# DocIntel Demo Notebook

Interactive demonstration of the DocIntel multi-agent document intelligence system.

## Prerequisites

1. Docker services running: `docker compose up -d`
2. Test documents seeded: `docker exec docintel-rag node /app/scripts/seed-test-documents.js`
3. Services accessible:
   - RAG Backend: http://localhost:3000
   - Agent System: http://localhost:8000

In [None]:
# Install required packages
!pip install requests pandas matplotlib ipywidgets -q

In [None]:
import requests
import json
import pandas as pd
import time
from datetime import datetime
from IPython.display import display, Markdown, JSON

# Configuration
RAG_BASE_URL = "http://localhost:3000"
AGENT_BASE_URL = "http://localhost:8000"

print("✅ Imports successful")

## 1. Health Checks

Verify all services are running.

In [None]:
def check_health(service_name, url):
    try:
        response = requests.get(url, timeout=5)
        if response.status_code == 200:
            print(f"✅ {service_name}: Healthy")
            return True
        else:
            print(f"❌ {service_name}: Unhealthy (status {response.status_code})")
            return False
    except Exception as e:
        print(f"❌ {service_name}: Unreachable - {e}")
        return False

print("Checking services...\n")
check_health("RAG Backend", f"{RAG_BASE_URL}/api/health")
check_health("Agent System", f"{AGENT_BASE_URL}/health")
check_health("Prometheus", "http://localhost:9090/-/healthy")
check_health("Grafana", "http://localhost:3001/api/health")
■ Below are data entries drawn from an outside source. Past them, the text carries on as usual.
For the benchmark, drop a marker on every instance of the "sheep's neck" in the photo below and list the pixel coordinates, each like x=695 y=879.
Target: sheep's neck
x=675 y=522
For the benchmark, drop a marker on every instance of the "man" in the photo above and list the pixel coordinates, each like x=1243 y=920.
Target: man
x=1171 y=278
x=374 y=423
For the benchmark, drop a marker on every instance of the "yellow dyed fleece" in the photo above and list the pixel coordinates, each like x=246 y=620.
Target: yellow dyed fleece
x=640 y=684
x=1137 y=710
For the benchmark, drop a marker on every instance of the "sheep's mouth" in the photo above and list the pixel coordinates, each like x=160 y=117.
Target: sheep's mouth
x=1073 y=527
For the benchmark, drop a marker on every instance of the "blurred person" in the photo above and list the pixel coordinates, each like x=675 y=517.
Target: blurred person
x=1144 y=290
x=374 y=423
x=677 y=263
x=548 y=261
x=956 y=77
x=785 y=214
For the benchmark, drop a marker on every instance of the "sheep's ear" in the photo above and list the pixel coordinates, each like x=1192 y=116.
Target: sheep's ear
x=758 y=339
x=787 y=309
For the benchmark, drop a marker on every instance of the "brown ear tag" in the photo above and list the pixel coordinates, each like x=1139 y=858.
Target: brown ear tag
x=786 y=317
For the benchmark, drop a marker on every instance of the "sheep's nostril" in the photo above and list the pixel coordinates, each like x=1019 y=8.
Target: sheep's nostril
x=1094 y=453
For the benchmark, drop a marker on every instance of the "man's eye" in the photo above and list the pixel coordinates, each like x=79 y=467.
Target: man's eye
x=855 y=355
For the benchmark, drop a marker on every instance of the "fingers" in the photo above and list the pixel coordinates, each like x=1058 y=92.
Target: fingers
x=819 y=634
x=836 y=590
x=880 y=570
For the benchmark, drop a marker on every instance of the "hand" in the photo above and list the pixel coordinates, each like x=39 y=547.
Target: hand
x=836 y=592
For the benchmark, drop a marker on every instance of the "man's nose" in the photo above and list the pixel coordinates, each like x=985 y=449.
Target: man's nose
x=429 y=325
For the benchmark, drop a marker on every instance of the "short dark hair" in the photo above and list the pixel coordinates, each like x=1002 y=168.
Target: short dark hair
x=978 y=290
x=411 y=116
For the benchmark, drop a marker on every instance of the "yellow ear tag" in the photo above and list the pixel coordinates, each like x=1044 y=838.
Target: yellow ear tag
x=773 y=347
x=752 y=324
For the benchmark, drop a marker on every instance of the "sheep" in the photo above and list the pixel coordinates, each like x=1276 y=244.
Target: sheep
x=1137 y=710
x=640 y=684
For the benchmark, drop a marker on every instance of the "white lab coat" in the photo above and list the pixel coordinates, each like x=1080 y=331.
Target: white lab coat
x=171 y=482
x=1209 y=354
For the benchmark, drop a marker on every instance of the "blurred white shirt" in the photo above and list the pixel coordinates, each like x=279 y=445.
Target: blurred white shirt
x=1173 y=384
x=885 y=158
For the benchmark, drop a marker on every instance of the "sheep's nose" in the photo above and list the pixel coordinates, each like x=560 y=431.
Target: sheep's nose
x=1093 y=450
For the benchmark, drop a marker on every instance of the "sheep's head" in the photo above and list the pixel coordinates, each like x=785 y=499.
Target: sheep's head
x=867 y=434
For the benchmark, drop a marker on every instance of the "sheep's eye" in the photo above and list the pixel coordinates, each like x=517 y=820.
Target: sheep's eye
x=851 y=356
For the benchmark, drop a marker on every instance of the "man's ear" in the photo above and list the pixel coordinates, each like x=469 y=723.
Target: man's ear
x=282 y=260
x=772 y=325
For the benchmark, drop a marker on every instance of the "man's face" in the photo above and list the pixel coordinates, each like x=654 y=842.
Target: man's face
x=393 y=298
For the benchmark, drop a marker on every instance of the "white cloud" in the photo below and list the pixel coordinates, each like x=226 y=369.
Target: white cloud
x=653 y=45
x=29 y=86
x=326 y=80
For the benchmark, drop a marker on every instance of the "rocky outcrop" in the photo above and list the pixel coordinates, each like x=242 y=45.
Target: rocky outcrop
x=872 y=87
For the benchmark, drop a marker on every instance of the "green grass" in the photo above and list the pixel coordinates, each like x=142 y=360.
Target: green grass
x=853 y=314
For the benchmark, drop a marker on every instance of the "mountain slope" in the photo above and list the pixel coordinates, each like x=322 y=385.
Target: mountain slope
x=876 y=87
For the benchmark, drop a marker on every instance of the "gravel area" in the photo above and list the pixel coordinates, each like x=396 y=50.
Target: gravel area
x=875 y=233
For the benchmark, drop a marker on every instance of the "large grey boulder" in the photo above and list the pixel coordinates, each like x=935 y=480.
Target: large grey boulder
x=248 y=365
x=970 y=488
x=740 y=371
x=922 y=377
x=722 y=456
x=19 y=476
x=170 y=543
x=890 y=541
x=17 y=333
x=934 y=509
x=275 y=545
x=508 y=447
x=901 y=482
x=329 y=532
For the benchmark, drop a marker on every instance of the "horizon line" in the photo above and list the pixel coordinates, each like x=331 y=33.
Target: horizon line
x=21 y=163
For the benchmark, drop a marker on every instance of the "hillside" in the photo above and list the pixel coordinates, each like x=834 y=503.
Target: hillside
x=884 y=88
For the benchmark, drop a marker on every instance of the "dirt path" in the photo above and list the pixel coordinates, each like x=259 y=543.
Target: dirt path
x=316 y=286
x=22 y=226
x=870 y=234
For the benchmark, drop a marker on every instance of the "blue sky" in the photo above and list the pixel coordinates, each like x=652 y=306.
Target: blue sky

## 2. RAG Backend - Search Modes

Test all three search modes: Lexical, Semantic, and Hybrid.

In [None]:
def search_documents(query, mode="hybrid"):
    """Search documents using RAG backend."""
    url = f"{RAG_BASE_URL}/api/unified-search"
    payload = {"query": query, "mode": mode}
    
    response = requests.post(url, json=payload, stream=True)
    
    sources = []
    answer = ""
    
    for line in response.iter_lines():
        if line:
            line_str = line.decode('utf-8')
            if line_str.startswith('data: '):
                data = json.loads(line_str[6:])
                if data.get('type') == 'sources':
                    sources = data.get('sources', [])
                elif data.get('type') == 'text':
                    answer += data.get('content', '')
    
    return {"answer": answer, "sources": sources}

# Test query
query = "What was the Q3 2024 portfolio performance?"
print(f"Query: {query}\n")

# Lexical search
print("\n=== Lexical Search (BM25) ===")
result = search_documents(query, mode="lexical")
print(f"Sources: {len(result['sources'])}")
display(Markdown(result['answer'][:500] + "..."))

In [None]:
# Hybrid search (best results)
print("\n=== Hybrid Search (Lexical + Semantic) ===")
result = search_documents(query, mode="hybrid")
print(f"\nSources found: {len(result['sources'])}")
for i, source in enumerate(result['sources'], 1):
    print(f"{i}. {source['fileName']} (score: {source['score']:.2f})")

print("\nAnswer:")
display(Markdown(result['answer']))

## 3. Agent System - Basic Query

Test the multi-agent orchestration system.

In [None]:
def agent_query(query, session_id=None, pattern="sequential"):
    """Query the agent system."""
    url = f"{AGENT_BASE_URL}/query"
    payload = {
        "query": query,
        "session_id": session_id,
        "execution_pattern": pattern
    }
    
    start = time.time()
    response = requests.post(url, json=payload)
    duration = time.time() - start
    
    if response.status_code == 200:
        result = response.json()
        result['_duration'] = duration
        return result
    else:
        print(f"Error: {response.status_code}")
        print(response.text)
        return None

# Test query
print("Testing agent system (may take 10-15 seconds)...\n")
result = agent_query("What were the Q3 2024 results?", session_id="demo-001")

if result:
    print(f"✅ Query completed in {result['_duration']:.2f} seconds")
    print(f"Workflow ID: {result['workflow_id']}")
    print(f"Tasks executed: {result['total_tasks']}")
    print(f"Execution pattern: {result['execution_pattern']}")
    print("\nFinal Answer:")
    display(Markdown(result['result']['final_answer']))

## 4. Session Management

Demonstrate conversation history and session persistence.

In [None]:
# Create session
def create_session(user_id=None):
    url = f"{AGENT_BASE_URL}/sessions"
    response = requests.post(url, json={"user_id": user_id})
    return response.json()

# Get session messages
def get_messages(session_id):
    url = f"{AGENT_BASE_URL}/sessions/{session_id}/messages"
    response = requests.get(url)
    return response.json()

# Create new session
session = create_session(user_id="demo-user")
print(f"Created session: {session['session_id']}\n")

# Ask multiple questions
questions = [
    "What was the Q3 2024 IRR?",
    "How does that compare to Q2?"
]

for q in questions:
    print(f"Q: {q}")
    # Note: Will hit Gemini quota - wait 60s between queries in production
    time.sleep(60)  # Wait for Gemini quota
    result = agent_query(q, session_id=session['session_id'])
    if result:
        print(f"A: {result['result']['final_answer'][:200]}...\n")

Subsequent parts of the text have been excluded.